Najważniejsze informacje
- Produkcja ziemniaków wzrosła o 15 proc. względem poprzedniego roku.
- Ceny skupu spadły nawet do 5 groszy za kilogram.
- Rolnicy apelują o kontrolę oznakowania i wsparcie dla polskiej produkcji.
Według wstępnych danych GUS, tegoroczna produkcja ziemniaków wzrosła o 15 proc. w porównaniu z rokiem ubiegłym, jednak ceny hurtowe w skupie nadal spadają. W związku z trudną sytuacją na rynku, Wielkopolska Izba Rolnicza zwróciła się do Krajowej Rady Izb Rolniczych z apelem o podjęcie działań mających na celu wzmocnienie kontroli oznakowania kraju pochodzenia ziemniaków w sieciach handlowych.
W swoim apelu Izba zaznacza, że aktualny poziom cen, zestawiony z rosnącymi kosztami produkcji, powoduje, iż uprawa ziemniaków staje się nieopłacalna. W piśmie podkreślono również, że w tej sytuacji konieczne jest zwrócenie szczególnej uwagi na wzmocnienie kontroli dotyczącej oznakowania kraju pochodzenia ziemniaków oferowanych w sieciach handlowych.

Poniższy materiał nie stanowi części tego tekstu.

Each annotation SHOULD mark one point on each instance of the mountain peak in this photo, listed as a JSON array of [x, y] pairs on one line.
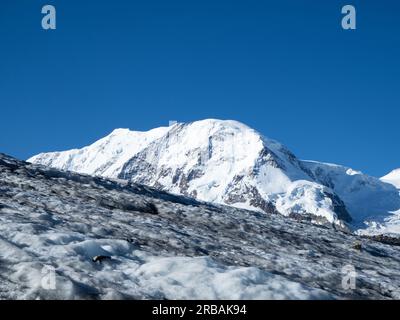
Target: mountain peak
[[227, 162], [393, 177]]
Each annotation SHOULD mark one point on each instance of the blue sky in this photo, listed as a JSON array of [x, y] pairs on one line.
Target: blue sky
[[284, 67]]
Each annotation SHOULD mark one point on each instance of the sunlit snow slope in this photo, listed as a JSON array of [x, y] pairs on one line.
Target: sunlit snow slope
[[227, 162], [163, 246]]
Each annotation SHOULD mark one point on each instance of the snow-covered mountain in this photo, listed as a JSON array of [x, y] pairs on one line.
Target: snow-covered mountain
[[155, 245], [393, 178], [227, 162]]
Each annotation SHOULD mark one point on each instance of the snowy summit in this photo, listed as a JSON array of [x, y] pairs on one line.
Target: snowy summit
[[227, 162]]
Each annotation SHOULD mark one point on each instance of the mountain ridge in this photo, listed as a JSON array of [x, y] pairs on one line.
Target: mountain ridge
[[225, 161]]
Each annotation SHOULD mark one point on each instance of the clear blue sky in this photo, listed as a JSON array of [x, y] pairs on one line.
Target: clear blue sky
[[283, 67]]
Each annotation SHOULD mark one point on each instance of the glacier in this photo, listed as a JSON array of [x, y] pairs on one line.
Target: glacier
[[166, 246], [227, 162]]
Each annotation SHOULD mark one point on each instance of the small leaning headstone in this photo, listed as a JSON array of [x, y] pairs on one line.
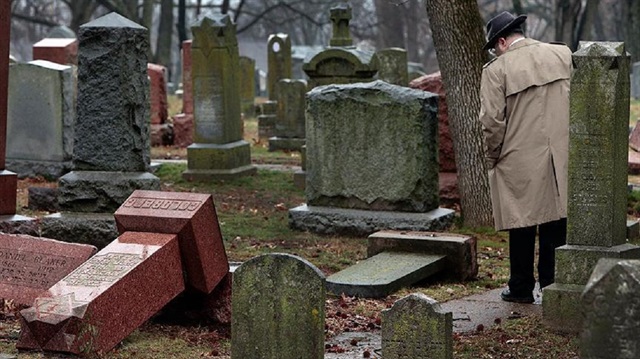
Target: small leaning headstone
[[278, 309], [416, 327]]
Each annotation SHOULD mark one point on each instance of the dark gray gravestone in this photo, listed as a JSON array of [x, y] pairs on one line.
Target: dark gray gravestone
[[416, 327], [611, 311], [278, 309]]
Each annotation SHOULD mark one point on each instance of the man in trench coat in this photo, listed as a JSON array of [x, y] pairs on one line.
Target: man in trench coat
[[525, 118]]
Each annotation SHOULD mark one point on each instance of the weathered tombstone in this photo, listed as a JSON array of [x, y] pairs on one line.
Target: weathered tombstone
[[97, 305], [183, 122], [60, 51], [267, 119], [416, 327], [278, 309], [392, 66], [289, 126], [218, 151], [597, 197], [31, 265], [611, 311], [279, 59], [42, 112], [362, 164], [111, 135], [341, 62], [247, 85]]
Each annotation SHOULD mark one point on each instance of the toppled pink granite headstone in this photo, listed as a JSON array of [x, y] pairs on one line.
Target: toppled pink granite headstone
[[31, 265], [192, 216], [98, 304], [60, 51]]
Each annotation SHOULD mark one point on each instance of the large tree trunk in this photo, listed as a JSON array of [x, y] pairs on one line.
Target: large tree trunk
[[458, 37]]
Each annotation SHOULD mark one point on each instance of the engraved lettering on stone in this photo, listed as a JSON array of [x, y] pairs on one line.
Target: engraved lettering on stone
[[103, 269]]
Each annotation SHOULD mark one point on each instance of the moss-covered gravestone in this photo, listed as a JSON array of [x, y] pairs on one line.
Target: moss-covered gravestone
[[278, 309], [392, 66], [416, 327], [597, 192], [289, 126], [279, 62], [611, 311], [372, 152], [341, 62], [218, 151]]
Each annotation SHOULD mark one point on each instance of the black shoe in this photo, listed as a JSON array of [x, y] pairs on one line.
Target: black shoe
[[507, 296]]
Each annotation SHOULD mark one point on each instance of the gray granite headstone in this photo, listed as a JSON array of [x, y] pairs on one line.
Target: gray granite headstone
[[416, 327], [597, 178], [372, 146], [41, 115], [278, 309], [611, 311]]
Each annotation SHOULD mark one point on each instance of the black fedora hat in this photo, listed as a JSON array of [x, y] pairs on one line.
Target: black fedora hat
[[501, 25]]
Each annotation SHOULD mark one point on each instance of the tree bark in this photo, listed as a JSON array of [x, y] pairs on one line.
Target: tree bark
[[458, 37]]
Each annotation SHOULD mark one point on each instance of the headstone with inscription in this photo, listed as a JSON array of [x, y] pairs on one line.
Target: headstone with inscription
[[341, 62], [97, 305], [42, 112], [218, 151], [31, 265], [279, 62], [290, 122], [597, 197], [416, 327], [278, 309], [392, 66], [611, 311], [61, 51]]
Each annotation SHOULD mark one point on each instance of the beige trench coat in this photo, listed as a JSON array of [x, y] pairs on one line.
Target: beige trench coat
[[525, 119]]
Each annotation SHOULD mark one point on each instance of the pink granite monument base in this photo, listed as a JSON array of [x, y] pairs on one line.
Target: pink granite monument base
[[192, 216], [101, 302], [31, 265]]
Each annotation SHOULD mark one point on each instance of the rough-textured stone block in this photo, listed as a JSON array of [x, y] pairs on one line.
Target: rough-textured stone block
[[97, 305], [460, 250], [372, 146], [416, 327], [31, 265], [278, 309]]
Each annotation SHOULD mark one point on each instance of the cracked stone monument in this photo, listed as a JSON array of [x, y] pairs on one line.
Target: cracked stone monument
[[289, 128], [42, 112], [371, 161], [392, 66], [597, 198], [9, 221], [278, 310], [218, 151], [611, 311], [416, 327], [341, 62], [279, 62], [111, 136]]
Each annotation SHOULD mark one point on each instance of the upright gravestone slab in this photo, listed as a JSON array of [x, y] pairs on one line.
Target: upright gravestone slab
[[247, 85], [218, 151], [42, 112], [374, 147], [290, 123], [597, 197], [31, 265], [279, 60], [60, 51], [340, 63], [392, 66], [611, 311], [416, 327], [278, 309], [97, 305]]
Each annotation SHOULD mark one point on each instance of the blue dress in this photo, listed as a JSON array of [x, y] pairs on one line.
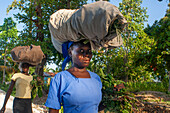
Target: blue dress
[[77, 95]]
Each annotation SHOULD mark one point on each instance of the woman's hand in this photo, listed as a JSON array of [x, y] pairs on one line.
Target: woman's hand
[[2, 109]]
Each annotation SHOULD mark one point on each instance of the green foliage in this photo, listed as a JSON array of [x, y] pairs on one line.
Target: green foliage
[[147, 86], [35, 16], [5, 87], [8, 38]]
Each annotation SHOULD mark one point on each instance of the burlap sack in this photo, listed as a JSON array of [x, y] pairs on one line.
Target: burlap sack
[[29, 54], [100, 22]]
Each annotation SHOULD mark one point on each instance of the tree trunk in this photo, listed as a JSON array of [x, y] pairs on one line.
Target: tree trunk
[[169, 81], [39, 68], [3, 80]]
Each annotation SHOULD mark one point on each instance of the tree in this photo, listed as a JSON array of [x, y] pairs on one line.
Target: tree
[[8, 37]]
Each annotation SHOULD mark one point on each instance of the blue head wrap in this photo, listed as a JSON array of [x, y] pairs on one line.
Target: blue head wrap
[[65, 47]]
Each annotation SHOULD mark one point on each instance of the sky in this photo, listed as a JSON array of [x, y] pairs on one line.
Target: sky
[[155, 9]]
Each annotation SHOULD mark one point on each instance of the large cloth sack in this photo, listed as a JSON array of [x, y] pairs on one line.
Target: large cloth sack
[[96, 22], [28, 54]]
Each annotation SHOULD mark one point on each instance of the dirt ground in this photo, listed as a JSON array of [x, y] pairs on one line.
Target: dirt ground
[[152, 102]]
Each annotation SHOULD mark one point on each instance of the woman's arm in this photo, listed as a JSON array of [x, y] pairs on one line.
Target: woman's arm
[[53, 110], [7, 96]]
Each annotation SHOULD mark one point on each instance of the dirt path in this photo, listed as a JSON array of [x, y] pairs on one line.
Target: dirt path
[[36, 108]]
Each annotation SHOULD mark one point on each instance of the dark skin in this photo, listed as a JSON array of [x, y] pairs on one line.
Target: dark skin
[[25, 70], [81, 56]]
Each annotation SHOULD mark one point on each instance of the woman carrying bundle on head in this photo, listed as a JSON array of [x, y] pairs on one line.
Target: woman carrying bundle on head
[[22, 101], [77, 89]]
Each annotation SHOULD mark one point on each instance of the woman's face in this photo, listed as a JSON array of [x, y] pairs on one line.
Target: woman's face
[[81, 55], [25, 68]]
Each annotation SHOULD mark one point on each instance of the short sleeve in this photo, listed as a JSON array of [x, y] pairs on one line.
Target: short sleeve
[[53, 99]]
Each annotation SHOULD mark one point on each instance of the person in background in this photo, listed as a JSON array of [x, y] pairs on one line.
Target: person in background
[[22, 101], [77, 89]]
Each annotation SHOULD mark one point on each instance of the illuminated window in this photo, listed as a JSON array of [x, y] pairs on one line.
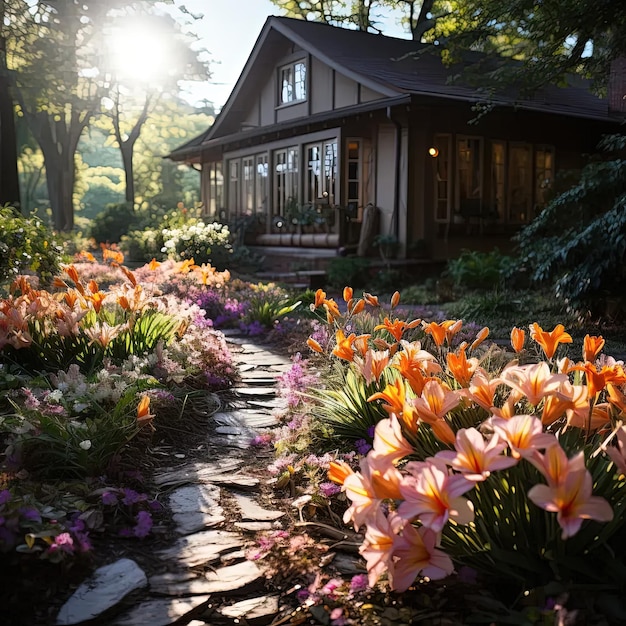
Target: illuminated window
[[292, 83]]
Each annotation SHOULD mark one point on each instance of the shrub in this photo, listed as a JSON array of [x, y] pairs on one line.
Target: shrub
[[479, 270], [26, 246], [111, 224], [578, 242]]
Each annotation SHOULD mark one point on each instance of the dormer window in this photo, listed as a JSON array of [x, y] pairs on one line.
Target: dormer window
[[292, 83]]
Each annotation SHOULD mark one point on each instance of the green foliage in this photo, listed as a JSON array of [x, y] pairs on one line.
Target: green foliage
[[578, 242], [480, 270], [26, 246], [113, 223], [343, 405], [344, 271], [268, 306]]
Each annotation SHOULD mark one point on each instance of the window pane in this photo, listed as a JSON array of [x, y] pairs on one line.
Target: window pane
[[300, 81], [520, 176], [286, 81]]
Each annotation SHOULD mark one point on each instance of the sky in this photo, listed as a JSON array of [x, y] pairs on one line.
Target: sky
[[228, 31]]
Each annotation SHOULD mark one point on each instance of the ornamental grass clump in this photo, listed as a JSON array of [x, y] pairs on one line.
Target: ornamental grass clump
[[518, 471]]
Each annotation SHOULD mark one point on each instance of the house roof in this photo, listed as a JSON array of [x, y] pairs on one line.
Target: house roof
[[390, 66]]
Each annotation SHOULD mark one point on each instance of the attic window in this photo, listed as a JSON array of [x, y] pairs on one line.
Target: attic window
[[292, 82]]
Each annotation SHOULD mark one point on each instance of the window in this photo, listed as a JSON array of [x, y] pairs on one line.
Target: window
[[442, 178], [292, 83], [498, 179], [321, 174], [261, 184], [215, 200], [247, 186], [469, 176], [544, 175], [520, 183], [285, 180], [233, 187]]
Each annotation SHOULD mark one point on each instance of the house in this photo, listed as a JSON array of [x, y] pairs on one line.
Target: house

W końcu ceny, które nie straszą. Tyle kosztują polskie nowalijki
Zdarza się, że konsumenci bywają wprowadzani w błąd co do pochodzenia produktu, a polski ziemniak jest wypierany z rynku przez tańszy import, w szczególności z Niemiec czy Holandii, gdzie ziemniaki są wycofywane z rynku, rolnik dostaje rekompensatę, a towar trafia do Polski. Tego rodzaju proceder destabilizuje lokalny rynek i stawia polskich producentów w nierównej, trudnej do utrzymania konkurencji - czytamy w apelu opublikowanym na stronie WIR.
Wielkopolska Izba Rolnicza podkreśla, że pilne zajęcie się problemem dramatycznej sytuacji na rynku ziemniaka oraz podjęcie konkretnych działań mogłoby przynieść ulgę polskim producentom. "Sytuacja na rynku ziemniaka i innych płodów rolnych jest wynikiem naszych wieloletnich zaniechań w zakresie budowy silnych grup producentów rolnych i uznanych organizacji. Takie właśnie struktury sprawdzają się w trudnych rynkowo czasach" – zaznaczono w apelu.
Izba zwraca uwagę, że brak reakcji może nie tylko zagrozić opłacalności upraw, ale w dłuższej perspektywie wpłynąć negatywnie na krajowe bezpieczeństwo żywnościowe.